The Graves’ disease research is to be led by the Tregitope team at EpiVax, Guillén and Sandra Lelias. In collaboration with Lifespan, they will set out to produce a Tregitope-biotherapeutic, which will reduce the immune response that targets the thyroid stimulating receptor in Graves’ disease, in order to cease the overproduction of thyroid hormones.
For more information on the official “father-daughter” story, please read “Passing the scientific baton, from father to daughter” by Richard Asinof from ConvergenceRI.
For more details on the SBIR grant award, please read the official press release below:
PROVIDENCE, R.I., Dec. 19, 2017 – EpiVax, Inc. (“EpiVax”) today announced their latest development program for novel antigen-specific therapies, an approach which may have applications across a range of autoimmune diseases. The first therapeutic target is Graves’ disease, an autoimmune condition resulting in hyperthyroidism.
Current methods for managing Graves’ disease are associated with adverse effects, often require life-long replacement therapy, and do not address the root cause of hyperthyroidism.
EpiVax’s award will support the development of a novel Tregitope-biotherapeutic (Treg-BT) intended to restore immunological balance in Graves’ disease, an approach that could lead to long-term drug- and surgery-free solutions for more than 300,000 Graves’ disease patients in the US.
Phase I will demonstrate the utility of a Tregitope therapy in the treatment and management of Graves’ disease by reprogramming the autoimmune response to the thyroid receptor.
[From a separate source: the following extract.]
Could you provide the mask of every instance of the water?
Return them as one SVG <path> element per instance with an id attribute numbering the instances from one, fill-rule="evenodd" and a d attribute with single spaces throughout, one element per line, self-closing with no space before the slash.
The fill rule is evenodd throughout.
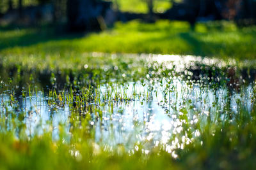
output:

This work builds upon research conducted by renowned endocrinologist Leslie De Groot, and is now carried forward by his daughter Annie De Groot and co-investigators Eduardo Guillen, Ricardo Correa, Geetha Gopalakrishnan, with support from Hidefumi Inaba.
In collaboration with LifeSpan, EpiVax will produce a candidate Treg-BT platform designed to down-regulate thyroid stimulating antibodies.“We believe that this therapeutic approach directly addresses the underlying autoimmune process causing the disease, and could potentially augment or replace current treatments in Graves’ disease”, commented Dr. Gopalakrishnan, Department Head of the Lifespan Endocrine Department. “This type of pathogenesis-modulating therapy will clearly have implications for the treatment of a wide range of other T-cell mediated autoimmune diseases.”
Tregitopes are a set of peptides first discovered in human immunoglobulin by De Groot and Martin at EpiVax. Similar to the existing autoimmune disease therapy IVIg, Tregitopes are capable of downregulating inflammation by engaging regulatory T cells. www.epivax.com
LifeSpan is a large multi-hospital academic medical center that offers the most advanced and highest quality medical care in centers of excellence that include diabetes and endocrinology, cardiology, orthopedics, cancer care, women’s medicine, emergency services among others. https://www.lifespan.org/
Research reported in this publication was supported by the National Institute of Diabetes And Digestive And Kidney Diseases of the National Institutes of Health under Award Number R43DK115365. The content is solely the responsibility of the authors and does not necessarily represent the official views of the National Institutes of Health.